É uma tarefa difícil. Por exemplo, pesquisa da Avaaz aponta que, no Brasil, 72% receberam alguma mentira sobre a pandemia. Isso significa que sete em cada 10 brasileiros acreditaram em pelo menos uma notícia falsa sobre a pandemia. Para piorar a situação, as fake news tendem a se espalhar muito mais do que as notícias verdadeiras.

– O Telegram corre o risco de ser suspenso. É possível barrar o aplicativo no país, como sugere o TSE? Qual o impacto disso?

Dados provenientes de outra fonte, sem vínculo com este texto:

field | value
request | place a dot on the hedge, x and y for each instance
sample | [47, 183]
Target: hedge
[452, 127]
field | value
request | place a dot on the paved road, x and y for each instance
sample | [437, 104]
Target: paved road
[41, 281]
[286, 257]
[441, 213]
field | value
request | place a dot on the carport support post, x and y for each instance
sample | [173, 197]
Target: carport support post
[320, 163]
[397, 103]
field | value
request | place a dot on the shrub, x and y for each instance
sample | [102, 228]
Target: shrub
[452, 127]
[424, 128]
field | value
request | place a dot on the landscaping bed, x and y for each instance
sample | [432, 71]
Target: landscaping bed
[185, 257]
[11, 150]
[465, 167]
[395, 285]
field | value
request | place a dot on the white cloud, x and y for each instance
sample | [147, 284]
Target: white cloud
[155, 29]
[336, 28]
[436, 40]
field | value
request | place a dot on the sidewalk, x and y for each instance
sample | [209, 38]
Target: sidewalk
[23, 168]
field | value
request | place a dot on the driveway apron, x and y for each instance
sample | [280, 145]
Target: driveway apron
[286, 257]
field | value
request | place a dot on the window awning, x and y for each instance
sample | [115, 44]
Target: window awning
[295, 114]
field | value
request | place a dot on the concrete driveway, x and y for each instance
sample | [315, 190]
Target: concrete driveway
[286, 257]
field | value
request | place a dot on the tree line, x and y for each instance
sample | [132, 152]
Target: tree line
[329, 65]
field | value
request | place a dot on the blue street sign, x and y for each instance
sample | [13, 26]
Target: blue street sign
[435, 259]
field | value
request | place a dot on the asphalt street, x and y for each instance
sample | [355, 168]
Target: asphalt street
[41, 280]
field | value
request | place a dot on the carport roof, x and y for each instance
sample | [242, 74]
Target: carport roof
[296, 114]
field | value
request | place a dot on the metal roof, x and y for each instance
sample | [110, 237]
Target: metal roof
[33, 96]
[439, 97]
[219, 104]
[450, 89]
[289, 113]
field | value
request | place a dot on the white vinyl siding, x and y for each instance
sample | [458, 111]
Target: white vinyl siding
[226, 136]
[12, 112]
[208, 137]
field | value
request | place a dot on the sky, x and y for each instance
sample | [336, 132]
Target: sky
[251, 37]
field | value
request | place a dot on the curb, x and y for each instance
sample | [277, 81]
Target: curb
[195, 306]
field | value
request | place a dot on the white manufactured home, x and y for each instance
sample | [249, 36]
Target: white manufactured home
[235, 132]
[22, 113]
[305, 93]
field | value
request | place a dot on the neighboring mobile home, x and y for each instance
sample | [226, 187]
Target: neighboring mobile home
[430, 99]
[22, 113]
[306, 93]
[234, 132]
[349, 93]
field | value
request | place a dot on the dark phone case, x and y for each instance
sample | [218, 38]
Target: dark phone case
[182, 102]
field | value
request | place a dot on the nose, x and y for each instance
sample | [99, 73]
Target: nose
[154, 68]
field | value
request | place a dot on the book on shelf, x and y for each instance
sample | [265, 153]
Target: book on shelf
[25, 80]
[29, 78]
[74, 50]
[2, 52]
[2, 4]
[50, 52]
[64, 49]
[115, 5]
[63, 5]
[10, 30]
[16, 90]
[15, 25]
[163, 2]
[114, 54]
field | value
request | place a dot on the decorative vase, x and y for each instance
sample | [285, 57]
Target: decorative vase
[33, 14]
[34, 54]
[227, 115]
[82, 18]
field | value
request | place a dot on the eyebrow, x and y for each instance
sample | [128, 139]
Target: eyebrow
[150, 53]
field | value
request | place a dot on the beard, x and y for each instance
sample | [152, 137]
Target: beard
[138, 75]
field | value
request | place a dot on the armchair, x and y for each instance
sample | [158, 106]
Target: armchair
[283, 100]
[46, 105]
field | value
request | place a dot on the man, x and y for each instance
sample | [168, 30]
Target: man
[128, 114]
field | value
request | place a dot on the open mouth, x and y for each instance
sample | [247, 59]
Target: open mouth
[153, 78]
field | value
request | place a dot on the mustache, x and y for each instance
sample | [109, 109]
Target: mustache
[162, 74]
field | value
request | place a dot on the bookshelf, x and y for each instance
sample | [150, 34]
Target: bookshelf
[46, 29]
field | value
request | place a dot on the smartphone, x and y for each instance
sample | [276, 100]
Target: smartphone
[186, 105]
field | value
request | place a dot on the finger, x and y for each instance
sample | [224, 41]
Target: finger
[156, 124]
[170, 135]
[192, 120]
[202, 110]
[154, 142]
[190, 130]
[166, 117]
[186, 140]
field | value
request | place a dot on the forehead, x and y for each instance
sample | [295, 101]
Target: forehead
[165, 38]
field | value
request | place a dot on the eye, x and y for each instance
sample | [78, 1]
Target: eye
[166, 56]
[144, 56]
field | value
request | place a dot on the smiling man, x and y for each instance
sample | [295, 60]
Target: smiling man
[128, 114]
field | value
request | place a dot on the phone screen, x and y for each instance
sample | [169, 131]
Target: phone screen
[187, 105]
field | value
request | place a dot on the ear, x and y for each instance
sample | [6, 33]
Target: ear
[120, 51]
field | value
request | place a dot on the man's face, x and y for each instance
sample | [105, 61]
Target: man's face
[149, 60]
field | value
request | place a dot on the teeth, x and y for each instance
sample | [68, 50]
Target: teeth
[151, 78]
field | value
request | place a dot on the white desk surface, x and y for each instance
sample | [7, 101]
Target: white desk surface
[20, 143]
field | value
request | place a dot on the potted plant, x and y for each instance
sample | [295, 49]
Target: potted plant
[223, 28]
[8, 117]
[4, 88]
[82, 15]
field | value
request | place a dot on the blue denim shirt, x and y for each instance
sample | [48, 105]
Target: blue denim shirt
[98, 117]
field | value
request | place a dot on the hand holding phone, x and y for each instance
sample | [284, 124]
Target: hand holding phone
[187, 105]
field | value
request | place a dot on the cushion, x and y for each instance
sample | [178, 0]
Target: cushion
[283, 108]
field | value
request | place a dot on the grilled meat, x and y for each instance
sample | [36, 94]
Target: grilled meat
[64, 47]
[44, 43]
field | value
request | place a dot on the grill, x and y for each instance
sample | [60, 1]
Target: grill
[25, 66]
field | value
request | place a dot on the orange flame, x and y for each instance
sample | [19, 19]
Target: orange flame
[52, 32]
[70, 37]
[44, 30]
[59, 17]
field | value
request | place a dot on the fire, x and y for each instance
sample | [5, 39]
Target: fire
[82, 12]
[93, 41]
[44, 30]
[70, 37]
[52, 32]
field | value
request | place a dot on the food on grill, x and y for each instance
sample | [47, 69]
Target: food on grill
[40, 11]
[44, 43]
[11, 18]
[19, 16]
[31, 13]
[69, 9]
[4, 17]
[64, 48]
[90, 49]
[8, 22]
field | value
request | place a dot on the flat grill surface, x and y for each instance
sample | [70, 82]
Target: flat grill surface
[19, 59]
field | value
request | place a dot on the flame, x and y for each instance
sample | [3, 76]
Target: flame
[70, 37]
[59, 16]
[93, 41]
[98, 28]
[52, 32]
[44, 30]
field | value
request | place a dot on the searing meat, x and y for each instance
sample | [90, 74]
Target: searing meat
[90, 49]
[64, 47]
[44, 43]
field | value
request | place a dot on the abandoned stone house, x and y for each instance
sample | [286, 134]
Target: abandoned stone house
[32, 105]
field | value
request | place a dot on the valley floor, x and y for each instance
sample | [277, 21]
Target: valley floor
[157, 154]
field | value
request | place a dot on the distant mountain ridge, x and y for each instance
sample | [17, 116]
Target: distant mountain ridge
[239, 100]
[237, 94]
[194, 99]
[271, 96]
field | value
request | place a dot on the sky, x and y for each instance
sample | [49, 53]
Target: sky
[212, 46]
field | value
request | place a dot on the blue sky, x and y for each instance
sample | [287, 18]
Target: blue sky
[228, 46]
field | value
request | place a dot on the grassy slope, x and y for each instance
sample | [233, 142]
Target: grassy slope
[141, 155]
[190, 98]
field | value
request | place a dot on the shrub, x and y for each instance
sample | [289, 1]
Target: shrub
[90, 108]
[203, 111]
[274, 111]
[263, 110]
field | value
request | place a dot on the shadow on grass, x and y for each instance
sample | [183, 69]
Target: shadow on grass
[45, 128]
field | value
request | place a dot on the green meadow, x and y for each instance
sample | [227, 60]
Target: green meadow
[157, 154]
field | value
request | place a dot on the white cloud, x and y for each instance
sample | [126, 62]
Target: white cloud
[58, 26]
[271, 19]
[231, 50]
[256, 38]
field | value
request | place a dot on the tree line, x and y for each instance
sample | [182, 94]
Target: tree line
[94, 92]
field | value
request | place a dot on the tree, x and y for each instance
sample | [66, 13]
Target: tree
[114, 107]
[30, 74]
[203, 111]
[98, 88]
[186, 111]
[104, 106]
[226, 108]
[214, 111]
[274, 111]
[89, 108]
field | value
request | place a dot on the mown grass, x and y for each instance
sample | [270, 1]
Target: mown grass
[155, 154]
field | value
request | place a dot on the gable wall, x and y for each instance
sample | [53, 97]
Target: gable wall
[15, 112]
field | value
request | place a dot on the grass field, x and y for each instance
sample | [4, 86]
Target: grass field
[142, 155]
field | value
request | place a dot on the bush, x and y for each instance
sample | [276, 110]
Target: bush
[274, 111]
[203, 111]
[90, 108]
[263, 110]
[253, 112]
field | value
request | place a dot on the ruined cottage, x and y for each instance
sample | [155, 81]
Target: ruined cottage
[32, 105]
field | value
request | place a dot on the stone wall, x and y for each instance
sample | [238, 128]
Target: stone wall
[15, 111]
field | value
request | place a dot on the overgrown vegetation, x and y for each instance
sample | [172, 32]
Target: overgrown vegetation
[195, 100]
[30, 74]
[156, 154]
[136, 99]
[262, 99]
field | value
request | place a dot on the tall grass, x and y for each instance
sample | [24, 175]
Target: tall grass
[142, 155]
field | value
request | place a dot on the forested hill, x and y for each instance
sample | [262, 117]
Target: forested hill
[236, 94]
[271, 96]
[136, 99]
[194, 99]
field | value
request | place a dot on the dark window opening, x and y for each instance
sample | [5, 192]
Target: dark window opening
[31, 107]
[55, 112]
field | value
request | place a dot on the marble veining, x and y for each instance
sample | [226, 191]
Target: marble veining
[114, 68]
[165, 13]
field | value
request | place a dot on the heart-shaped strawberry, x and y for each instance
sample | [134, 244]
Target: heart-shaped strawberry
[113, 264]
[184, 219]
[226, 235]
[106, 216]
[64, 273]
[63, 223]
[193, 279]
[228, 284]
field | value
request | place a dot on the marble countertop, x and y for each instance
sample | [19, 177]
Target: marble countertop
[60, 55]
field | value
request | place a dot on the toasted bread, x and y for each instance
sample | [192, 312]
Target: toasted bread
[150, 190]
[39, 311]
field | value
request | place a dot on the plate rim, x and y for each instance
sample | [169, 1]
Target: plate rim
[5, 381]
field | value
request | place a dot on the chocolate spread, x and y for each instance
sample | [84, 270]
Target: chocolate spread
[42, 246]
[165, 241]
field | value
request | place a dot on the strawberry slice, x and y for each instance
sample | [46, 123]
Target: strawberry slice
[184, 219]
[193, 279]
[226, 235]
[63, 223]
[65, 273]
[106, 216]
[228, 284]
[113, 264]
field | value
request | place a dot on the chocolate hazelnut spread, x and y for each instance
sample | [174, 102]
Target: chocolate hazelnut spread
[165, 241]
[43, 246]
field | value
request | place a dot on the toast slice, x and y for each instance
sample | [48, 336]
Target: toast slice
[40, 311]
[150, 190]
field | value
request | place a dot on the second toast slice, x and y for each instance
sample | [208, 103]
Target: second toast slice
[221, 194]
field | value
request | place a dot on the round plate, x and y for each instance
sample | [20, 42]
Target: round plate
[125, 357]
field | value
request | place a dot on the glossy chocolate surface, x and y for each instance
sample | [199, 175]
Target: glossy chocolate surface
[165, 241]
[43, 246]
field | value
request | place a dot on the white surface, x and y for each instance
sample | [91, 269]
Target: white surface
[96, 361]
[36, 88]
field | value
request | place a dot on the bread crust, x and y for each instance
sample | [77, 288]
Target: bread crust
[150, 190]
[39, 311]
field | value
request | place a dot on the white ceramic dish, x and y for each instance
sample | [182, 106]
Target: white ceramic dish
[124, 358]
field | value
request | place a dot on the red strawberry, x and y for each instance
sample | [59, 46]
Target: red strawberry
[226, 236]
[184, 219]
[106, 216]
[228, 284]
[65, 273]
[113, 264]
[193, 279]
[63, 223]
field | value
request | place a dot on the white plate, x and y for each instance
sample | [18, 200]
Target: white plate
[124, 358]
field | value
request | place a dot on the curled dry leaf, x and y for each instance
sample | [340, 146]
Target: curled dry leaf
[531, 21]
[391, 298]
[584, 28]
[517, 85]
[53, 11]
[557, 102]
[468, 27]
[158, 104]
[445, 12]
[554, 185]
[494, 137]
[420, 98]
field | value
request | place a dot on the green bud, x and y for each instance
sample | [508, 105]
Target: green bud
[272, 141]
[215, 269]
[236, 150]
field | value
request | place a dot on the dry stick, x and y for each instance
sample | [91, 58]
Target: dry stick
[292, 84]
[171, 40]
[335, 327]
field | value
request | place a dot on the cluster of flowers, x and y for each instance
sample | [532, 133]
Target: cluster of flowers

Pinheiro – Honestamente, não acredito que barrar o Telegram seja uma solução efetiva no combate as fake news. A internet tem como uma das principais características ser uma rede descentralizada. Se a informação for impedida de circular no Telegram, vai encontrar outro caminho. As mesmas pessoas que propagam notícias falsas simplesmente buscariam outro aplicativo. Identificar e punir os responsáveis me parece bem mais eficiente. Se o Telegram fosse barrado, uma ação que eu considero improvável, o impacto mais lógico seria a migração e consequente absorção desse público por outra plataforma. O que não resolveria. Mais do que atacar a plataforma é preciso responsabilizar as pessoas.

– A propagação de fake news tem interferido em diversas esferas da sociedade. E para a democracia, qual o risco dessa prática?
Pinheiro – Um exemplo prático das fake news foi visto em plena pandemia. Pessoas se recusaram a tomar vacina, pessoas acabaram apostando em tratamentos não recomendados pela OMS (Organização Mundial da Saúde). Tudo isso por conta de um relato lido no WhatsApp, por exemplo. Infelizmente, muitas das pessoas que optaram por acreditar em notícias falsas adoeceram e muitas morreram. É triste notar que a vacinação das crianças no Brasil ainda não atingiu o patamar ideal em função de uma série de fake news que circularam apontando riscos inexistentes. A própria OMS, junto com a ONU, pediu medidas firmes contra as fake news. Como 2022 é um ano de eleição e há o risco do pleito ser marcado novamente por uma intensa polarização, as fake news podem ser uma ameaça à democracia. Mais do que nunca é importante que as pessoas deem valor ao jornalismo de qualidade.